阿弥陀仏という仏は、このすべての人の苦しむ姿、先述の「煩悩に苦しみ悩み、無常で不安の絶えない世界にいる人間」を見て、「必ず助ける」と誓いを建てました。

阿弥陀仏はすべての人の苦しみの根本原因を抜き取って、本当の幸せにするために長きにわたり考え抜き、長きにわたり修行して、それを成就しました。こう書きますとわかりにくいですが、医者でいうなら患者を救うために病気の原因を徹底解明して、それを治す薬を開発したようなものです。

そして、そんな阿弥陀仏のいることを私たち地球上の人間に教えに来たのが仏教を説いた「釈迦」です。例えるなら、阿弥陀仏は難病を治せる名医、釈迦はその名医を紹介してくれた医者、という所です。

釈迦は、人間の苦しむ実態をありのまま話しました。そしてそんなすべての人を助けると誓った阿弥陀仏の事を紹介され、阿弥陀仏に苦しみの原因を抜き取ってもらうにはどうしたらいいか、を解説されました。それが仏教の教えです。

釈迦は仏教の教えについて「真剣に聞くことが大事だ」と教えます。座禅瞑想ではなく、「教えを聞くこと」です。意外に聞こえますが、そもそも釈迦は医者が患者に症状を伝えるように、人間に苦しんでいる原因を教えているのですから、真剣に聞くことが大切なのは当然です。

また、阿弥陀仏も座禅瞑想で助かるなんて言ってはいません。座禅瞑想で助かるなら、今死のうとしている人や苦しみにおぼれて座禅瞑想どころでない人は助からないことになるからです。
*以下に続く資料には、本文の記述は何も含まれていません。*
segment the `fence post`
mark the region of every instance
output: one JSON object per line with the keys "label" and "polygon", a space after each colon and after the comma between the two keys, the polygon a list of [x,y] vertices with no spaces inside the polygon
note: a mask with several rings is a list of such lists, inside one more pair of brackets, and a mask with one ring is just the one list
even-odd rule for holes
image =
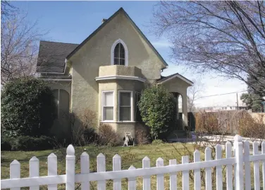
{"label": "fence post", "polygon": [[75,148],[72,145],[69,145],[66,149],[66,190],[75,190]]}
{"label": "fence post", "polygon": [[234,147],[235,149],[235,162],[237,165],[236,190],[244,189],[244,168],[243,168],[243,143],[242,137],[239,135],[235,136]]}

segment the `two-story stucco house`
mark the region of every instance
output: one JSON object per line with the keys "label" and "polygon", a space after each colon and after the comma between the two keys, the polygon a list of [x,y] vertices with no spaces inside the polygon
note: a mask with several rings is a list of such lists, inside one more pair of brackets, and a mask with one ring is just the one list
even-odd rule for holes
{"label": "two-story stucco house", "polygon": [[178,73],[161,76],[167,66],[122,8],[80,44],[41,41],[37,72],[49,82],[58,107],[53,130],[60,133],[58,126],[66,125],[64,112],[78,115],[89,109],[96,114],[97,125],[109,124],[122,136],[125,132],[134,136],[141,125],[139,93],[153,83],[181,95],[179,119],[187,124],[187,88],[192,83]]}

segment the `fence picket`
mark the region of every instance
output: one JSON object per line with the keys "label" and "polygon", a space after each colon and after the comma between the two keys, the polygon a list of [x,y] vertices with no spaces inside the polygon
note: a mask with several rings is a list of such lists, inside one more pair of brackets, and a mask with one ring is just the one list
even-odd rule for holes
{"label": "fence picket", "polygon": [[[182,157],[182,164],[189,163],[189,156],[185,155]],[[190,182],[189,182],[189,171],[183,172],[183,190],[190,189]]]}
{"label": "fence picket", "polygon": [[[39,161],[36,156],[30,160],[30,177],[39,176]],[[39,186],[30,186],[30,190],[38,190]]]}
{"label": "fence picket", "polygon": [[[232,158],[232,145],[227,141],[226,143],[226,158]],[[233,190],[233,167],[231,165],[226,166],[226,189]]]}
{"label": "fence picket", "polygon": [[[198,150],[196,150],[194,152],[194,162],[199,162],[201,161],[200,153]],[[194,184],[195,184],[195,190],[201,189],[201,170],[194,170]]]}
{"label": "fence picket", "polygon": [[[57,156],[54,153],[48,156],[48,175],[57,175]],[[48,185],[48,190],[57,190],[57,184]]]}
{"label": "fence picket", "polygon": [[[14,160],[10,164],[10,179],[18,179],[20,178],[20,163]],[[10,190],[20,190],[20,188],[11,188]]]}
{"label": "fence picket", "polygon": [[245,158],[245,189],[251,190],[251,172],[249,162],[249,143],[247,140],[244,141]]}
{"label": "fence picket", "polygon": [[[142,168],[135,170],[132,165],[128,170],[121,170],[121,158],[118,155],[113,158],[113,171],[106,172],[106,158],[100,153],[97,157],[97,172],[90,173],[90,157],[86,153],[80,156],[80,174],[75,174],[75,149],[70,145],[66,150],[66,174],[57,174],[57,157],[54,153],[48,156],[48,176],[39,177],[39,161],[36,157],[30,160],[30,177],[20,179],[20,164],[16,160],[10,165],[10,179],[2,179],[1,186],[3,189],[20,190],[21,187],[30,186],[30,189],[39,189],[39,186],[47,185],[48,190],[57,190],[58,184],[66,184],[66,190],[74,190],[75,184],[80,183],[82,190],[90,189],[90,181],[97,182],[98,190],[106,190],[106,180],[113,180],[113,189],[121,190],[121,179],[128,179],[128,189],[136,190],[137,178],[142,176],[143,190],[151,190],[151,176],[156,175],[156,189],[164,189],[164,174],[169,173],[170,190],[177,190],[178,172],[182,172],[183,190],[190,189],[189,170],[194,170],[195,190],[202,188],[201,169],[205,168],[206,190],[211,190],[212,168],[216,167],[216,190],[223,190],[223,165],[226,166],[226,189],[235,189],[251,190],[252,177],[250,162],[254,162],[254,189],[259,190],[261,182],[260,180],[260,170],[262,173],[262,187],[265,189],[265,142],[261,143],[261,153],[259,151],[258,143],[253,143],[253,155],[249,155],[249,143],[247,141],[242,142],[242,137],[235,136],[233,147],[230,142],[226,143],[226,158],[222,158],[222,148],[221,145],[216,146],[216,158],[212,160],[211,149],[205,149],[205,161],[201,161],[199,150],[194,152],[194,162],[189,163],[189,157],[182,157],[182,164],[177,165],[177,160],[170,160],[169,165],[164,165],[164,160],[161,158],[156,160],[156,167],[150,167],[150,159],[145,157],[142,160]],[[243,148],[244,145],[244,148]],[[233,149],[232,149],[233,148]],[[233,155],[233,150],[234,155]],[[234,157],[233,157],[234,156]],[[259,167],[261,162],[262,168]],[[235,170],[233,170],[235,165]],[[132,170],[132,171],[130,171]],[[233,182],[234,172],[235,184]],[[245,177],[244,177],[245,174]],[[245,186],[244,186],[245,182]],[[215,187],[214,187],[215,188]]]}
{"label": "fence picket", "polygon": [[[261,143],[261,153],[265,154],[265,141]],[[262,182],[263,189],[265,189],[265,160],[262,160]]]}
{"label": "fence picket", "polygon": [[[142,168],[150,167],[150,159],[146,156],[142,159]],[[151,190],[151,178],[150,176],[143,177],[143,190]]]}
{"label": "fence picket", "polygon": [[[156,167],[162,167],[164,166],[164,160],[161,158],[159,158],[156,160]],[[164,174],[157,174],[156,175],[156,189],[164,189]]]}
{"label": "fence picket", "polygon": [[[84,152],[81,154],[80,167],[81,167],[81,174],[90,173],[90,156],[86,152]],[[81,183],[82,190],[90,190],[90,184],[89,179],[87,179],[87,182]]]}
{"label": "fence picket", "polygon": [[[129,170],[135,170],[133,165],[129,167]],[[128,190],[136,190],[136,177],[131,177],[128,179]]]}
{"label": "fence picket", "polygon": [[[253,143],[253,155],[259,155],[259,145],[256,141]],[[260,189],[259,182],[259,161],[254,162],[254,187],[255,190]]]}
{"label": "fence picket", "polygon": [[[113,170],[120,171],[121,170],[121,156],[118,155],[115,155],[112,159],[113,160]],[[114,190],[121,190],[121,180],[114,179],[113,180],[113,189]]]}
{"label": "fence picket", "polygon": [[66,190],[75,190],[75,148],[69,145],[66,149]]}
{"label": "fence picket", "polygon": [[[211,160],[211,150],[209,147],[205,148],[205,161]],[[205,168],[206,190],[211,190],[211,167]]]}
{"label": "fence picket", "polygon": [[[235,156],[235,142],[233,146],[233,156]],[[234,189],[237,189],[237,175],[235,174],[235,171],[237,170],[237,164],[234,164]]]}
{"label": "fence picket", "polygon": [[[177,160],[173,159],[169,160],[169,165],[177,165]],[[170,190],[177,190],[177,174],[176,173],[171,173],[170,174]]]}
{"label": "fence picket", "polygon": [[244,168],[243,168],[243,143],[242,137],[236,135],[234,137],[234,145],[235,147],[235,162],[237,163],[237,170],[235,175],[237,177],[236,184],[237,190],[244,189]]}
{"label": "fence picket", "polygon": [[[222,146],[219,144],[216,147],[216,160],[222,159]],[[216,190],[223,190],[222,167],[216,166]]]}
{"label": "fence picket", "polygon": [[[98,172],[106,172],[106,160],[102,153],[97,157],[97,170]],[[105,180],[97,182],[97,190],[106,190]]]}

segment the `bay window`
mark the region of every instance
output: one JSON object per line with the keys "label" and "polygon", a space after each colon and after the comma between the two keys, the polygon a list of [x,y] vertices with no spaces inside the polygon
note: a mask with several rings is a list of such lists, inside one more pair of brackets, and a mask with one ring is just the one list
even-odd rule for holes
{"label": "bay window", "polygon": [[118,109],[119,121],[133,121],[132,114],[132,92],[119,91],[118,92]]}

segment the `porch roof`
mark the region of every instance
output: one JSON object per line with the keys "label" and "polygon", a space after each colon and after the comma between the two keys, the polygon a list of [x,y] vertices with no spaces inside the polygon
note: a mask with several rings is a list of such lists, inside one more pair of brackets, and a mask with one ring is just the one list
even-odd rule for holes
{"label": "porch roof", "polygon": [[159,83],[159,84],[161,84],[161,83],[164,83],[166,81],[168,81],[170,80],[172,80],[175,78],[178,78],[184,81],[185,81],[186,83],[187,83],[188,84],[192,85],[193,85],[193,82],[190,81],[189,79],[187,79],[187,78],[185,78],[184,76],[183,76],[182,75],[176,73],[174,73],[174,74],[172,74],[172,75],[170,75],[170,76],[161,76],[161,78],[158,80],[156,80],[156,82]]}

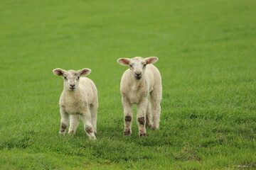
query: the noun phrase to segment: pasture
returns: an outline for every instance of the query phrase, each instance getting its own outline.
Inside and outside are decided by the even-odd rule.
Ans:
[[[0,1],[0,169],[256,168],[256,1]],[[156,56],[160,130],[122,135],[119,57]],[[90,68],[97,141],[60,136],[63,79]],[[136,108],[134,107],[134,112]],[[135,114],[136,115],[136,114]]]

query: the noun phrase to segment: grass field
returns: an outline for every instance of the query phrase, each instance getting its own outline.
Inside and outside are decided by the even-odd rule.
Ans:
[[[256,169],[256,1],[0,1],[0,169]],[[157,56],[160,130],[124,137],[117,59]],[[63,80],[90,68],[97,140],[58,135]],[[134,110],[136,108],[134,108]]]

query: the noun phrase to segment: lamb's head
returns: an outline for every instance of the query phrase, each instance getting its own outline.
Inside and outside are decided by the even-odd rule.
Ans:
[[[119,58],[117,60],[122,65],[129,65],[131,73],[134,77],[139,80],[145,73],[146,67],[148,64],[154,64],[157,62],[158,57],[150,57],[147,58],[142,58],[141,57],[136,57],[132,59],[129,58]]]
[[[53,70],[54,74],[61,76],[64,79],[64,89],[74,91],[79,88],[79,79],[81,76],[86,76],[91,73],[90,69],[82,69],[78,71],[68,70],[65,71],[62,69],[55,69]]]

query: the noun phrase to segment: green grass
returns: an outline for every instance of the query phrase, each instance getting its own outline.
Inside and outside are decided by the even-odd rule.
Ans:
[[[256,1],[0,1],[0,169],[256,169]],[[161,129],[122,135],[119,57],[157,56]],[[63,80],[90,68],[97,140],[59,136]],[[245,166],[244,168],[239,166]]]

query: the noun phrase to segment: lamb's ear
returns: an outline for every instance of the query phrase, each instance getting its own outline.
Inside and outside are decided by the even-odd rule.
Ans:
[[[128,65],[131,59],[129,58],[119,58],[117,62],[119,62],[121,65]]]
[[[82,69],[78,70],[78,72],[80,76],[86,76],[89,75],[92,72],[92,70],[90,69]]]
[[[55,69],[53,70],[53,72],[54,74],[57,76],[63,76],[63,73],[65,73],[66,71],[65,69],[62,69],[60,68]]]
[[[149,57],[147,58],[144,58],[146,62],[146,64],[154,64],[158,60],[158,57]]]

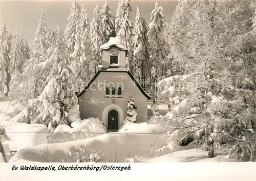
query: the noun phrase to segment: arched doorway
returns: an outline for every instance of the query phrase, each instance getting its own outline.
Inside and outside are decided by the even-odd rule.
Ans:
[[[108,114],[108,130],[117,130],[118,129],[119,115],[117,110],[111,109]]]

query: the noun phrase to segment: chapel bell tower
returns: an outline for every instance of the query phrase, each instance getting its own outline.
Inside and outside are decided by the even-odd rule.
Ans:
[[[125,67],[127,49],[122,45],[118,36],[110,37],[109,41],[100,46],[102,68]]]

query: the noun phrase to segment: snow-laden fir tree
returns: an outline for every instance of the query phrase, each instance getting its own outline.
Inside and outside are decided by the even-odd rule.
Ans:
[[[70,69],[70,51],[63,33],[57,27],[57,46],[51,57],[53,66],[46,80],[47,86],[38,98],[39,115],[34,123],[44,124],[53,131],[59,124],[68,124],[65,112],[77,103],[74,79]]]
[[[92,46],[90,36],[90,24],[86,9],[82,7],[81,18],[77,24],[76,42],[72,56],[72,70],[76,80],[76,90],[80,92],[86,85],[91,75],[92,70]]]
[[[254,161],[255,34],[248,22],[251,13],[240,3],[179,2],[170,26],[170,54],[186,75],[169,79],[169,87],[160,90],[180,100],[172,122],[197,123],[186,125],[191,130],[179,143],[199,131],[195,142],[209,157],[217,145],[231,143],[230,157]]]
[[[101,20],[102,23],[103,36],[104,37],[103,42],[107,42],[113,31],[115,31],[114,28],[114,21],[111,16],[111,12],[109,5],[105,1],[105,4],[101,8]]]
[[[20,50],[22,54],[22,60],[23,63],[27,62],[30,58],[30,50],[28,45],[28,42],[24,37],[23,32],[20,33]]]
[[[126,65],[128,68],[133,66],[132,50],[133,26],[130,19],[130,13],[132,11],[130,0],[118,1],[116,10],[115,28],[117,35],[119,37],[122,44],[128,49],[126,58]]]
[[[151,83],[156,83],[158,77],[162,78],[163,74],[163,61],[167,56],[166,52],[166,41],[164,32],[166,27],[162,7],[158,6],[157,1],[155,8],[151,15],[150,23],[148,25],[148,41],[150,47],[150,69],[153,66],[156,69],[155,77],[151,77]]]
[[[9,91],[9,35],[4,22],[0,31],[0,98],[7,96]]]
[[[91,22],[90,28],[93,60],[92,63],[94,69],[94,73],[97,72],[98,66],[100,63],[101,59],[100,47],[105,43],[103,41],[104,38],[102,36],[103,29],[100,12],[100,5],[98,4],[93,10],[93,18]]]
[[[129,97],[128,100],[128,105],[127,106],[126,118],[125,120],[133,123],[137,122],[137,112],[135,109],[137,107],[135,106],[134,98],[132,97]]]
[[[34,98],[40,95],[44,88],[38,73],[35,70],[35,66],[44,62],[48,57],[48,50],[49,44],[48,35],[50,31],[45,22],[44,13],[42,12],[38,21],[38,25],[36,29],[34,43],[31,51],[30,59],[28,61],[28,65],[24,70],[24,78],[25,82],[29,87],[27,90]]]
[[[9,82],[10,89],[16,90],[19,82],[22,77],[22,68],[24,61],[23,54],[21,50],[21,40],[17,32],[13,36],[12,41],[12,46],[9,54],[10,66],[9,72],[11,80]]]
[[[74,51],[76,39],[76,27],[79,26],[81,15],[81,6],[77,0],[73,0],[70,14],[68,17],[69,23],[67,26],[64,35],[68,47],[71,52]]]
[[[155,101],[153,101],[153,104],[151,105],[150,110],[153,116],[160,116],[159,113],[159,108]]]
[[[47,38],[48,32],[49,28],[45,22],[45,16],[42,12],[38,20],[34,43],[31,49],[31,58],[34,63],[39,63],[45,60],[45,55],[49,47]]]
[[[135,24],[133,34],[133,74],[141,82],[145,88],[146,76],[148,72],[149,62],[149,44],[147,38],[148,26],[144,18],[141,15],[139,7],[137,9]]]

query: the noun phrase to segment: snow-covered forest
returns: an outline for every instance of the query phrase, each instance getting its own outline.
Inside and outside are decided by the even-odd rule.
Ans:
[[[227,148],[228,160],[255,161],[256,2],[179,0],[170,22],[157,2],[150,22],[131,3],[118,0],[115,14],[106,1],[97,4],[89,19],[89,10],[74,0],[65,30],[49,28],[42,13],[31,48],[22,32],[12,34],[4,22],[0,101],[18,101],[27,123],[44,124],[51,132],[62,125],[73,127],[75,93],[98,70],[100,47],[118,36],[128,49],[126,66],[141,86],[157,104],[175,105],[163,116],[156,106],[157,114],[148,120],[148,126],[159,126],[166,143],[155,156],[193,142],[210,158]],[[132,11],[137,11],[135,19]],[[130,120],[125,121],[137,124]],[[77,153],[84,148],[76,148]],[[96,159],[86,160],[99,161],[102,153],[92,151]],[[75,160],[84,159],[78,156]]]

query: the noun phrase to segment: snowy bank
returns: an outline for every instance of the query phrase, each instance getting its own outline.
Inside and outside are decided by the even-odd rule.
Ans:
[[[101,159],[101,162],[120,162],[135,155],[151,157],[151,151],[164,145],[159,139],[158,134],[147,133],[157,131],[157,129],[154,128],[154,126],[146,123],[126,123],[118,132],[23,149],[18,150],[10,162],[28,160],[43,162],[73,162],[75,160],[69,156],[69,152],[74,147],[81,148],[85,144],[90,150],[103,152],[104,155]],[[131,133],[137,131],[145,133]]]
[[[90,118],[71,123],[72,128],[63,124],[58,126],[54,134],[49,138],[49,143],[59,143],[96,137],[106,133],[102,122],[98,118]]]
仏教は真剣に教えを聞くことが大切なのです。そして、その通りに実践していくことが「教えを聞く」という事です。ですから先達たちは「仏教は聴聞に極まる」と教えていきました。

仏教とは聞くことが大切な教えであり、昨今の日本は仏教を聞く機会がないから多くの誤解が生まれています。

少しでも、本当の意味で仏教の教えが広まって欲しいと思い、こんな文章を書いています。もし仏教に興味を持つきっかけになってもらえたら幸いです。